The optical communications components maker said it will take a pro forma loss of $0.30 a share including $900 million in charges or $0.08 a share for the quarter without charges. The charges include $470 million in business restructuring costs, and a $255 million write-down in inventory. The company expects to have pretax savings of $520 million as a result of the job cuts and financial charges.
Agere reduced its workforce by 2,000 in April, representing about 11 percent of Agere's 18,500 employees. With the current round of layoffs, the company's work rolls will drop to 12,500 employees.
"We built our business to serve a growing market, which is instead deteriorating," said John Dickson, Agere's president and chief executive officer at a press conference. Agere will focus on communications infrastructure and wireless products, he said.
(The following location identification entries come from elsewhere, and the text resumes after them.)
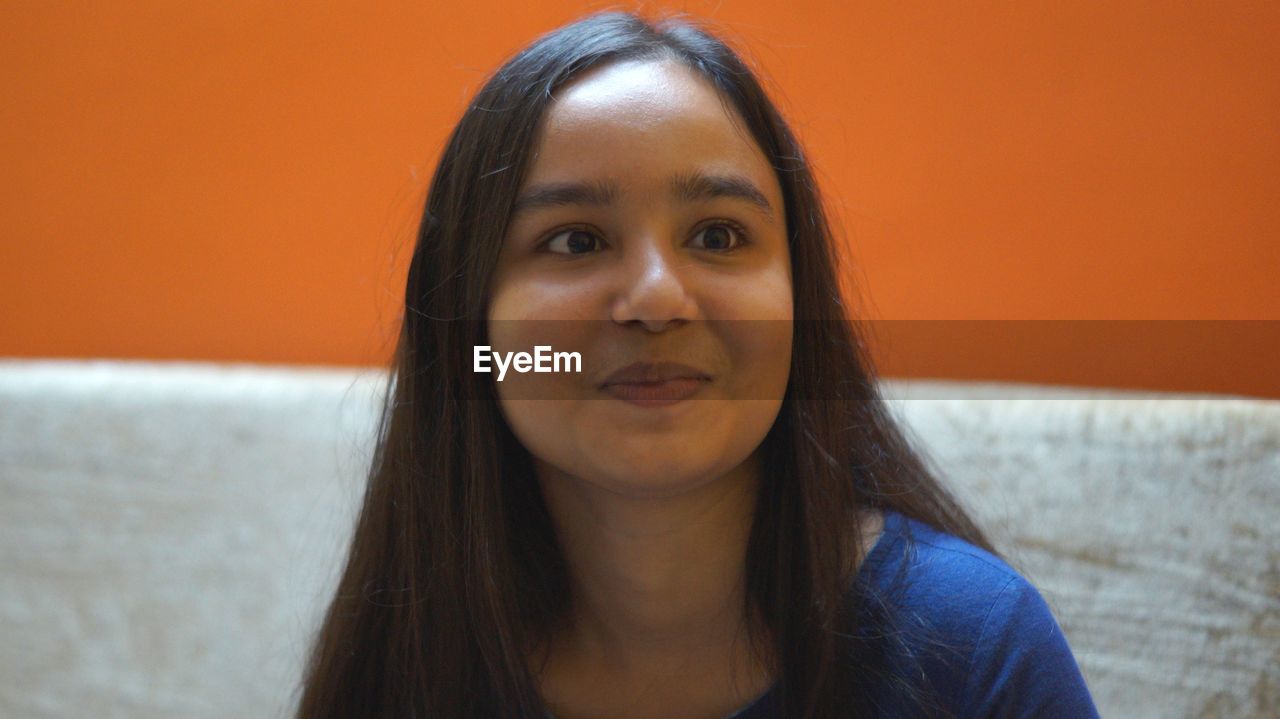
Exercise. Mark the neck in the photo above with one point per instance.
(656, 581)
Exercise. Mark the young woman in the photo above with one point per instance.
(713, 514)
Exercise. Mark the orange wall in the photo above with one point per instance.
(240, 181)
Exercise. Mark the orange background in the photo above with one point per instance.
(241, 181)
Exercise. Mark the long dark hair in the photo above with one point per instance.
(455, 571)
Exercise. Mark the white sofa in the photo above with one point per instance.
(170, 531)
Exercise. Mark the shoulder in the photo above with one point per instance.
(976, 628)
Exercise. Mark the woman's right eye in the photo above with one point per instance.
(571, 242)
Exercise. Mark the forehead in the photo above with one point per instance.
(640, 120)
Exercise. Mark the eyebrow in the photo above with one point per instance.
(685, 187)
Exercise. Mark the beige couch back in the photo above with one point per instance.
(170, 531)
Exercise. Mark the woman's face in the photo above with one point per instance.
(650, 228)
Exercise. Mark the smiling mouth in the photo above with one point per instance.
(657, 393)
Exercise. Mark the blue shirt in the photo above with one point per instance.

The future for the industry is hard to see, Dickson said, and because of that Agere's cuts will include its research-and-development budget and staff.
"We're just trying to find the right aim point," he said.
The company is looking for a buyer for its manufacturing plant in Madrid, which is currently running at less than a quarter of its output, Dickson said. Buyer or not, Agere will cease operations at the plant by year's end.
About 1,000 of the 4,000 employees cut in the current round will come from the Madrid plant.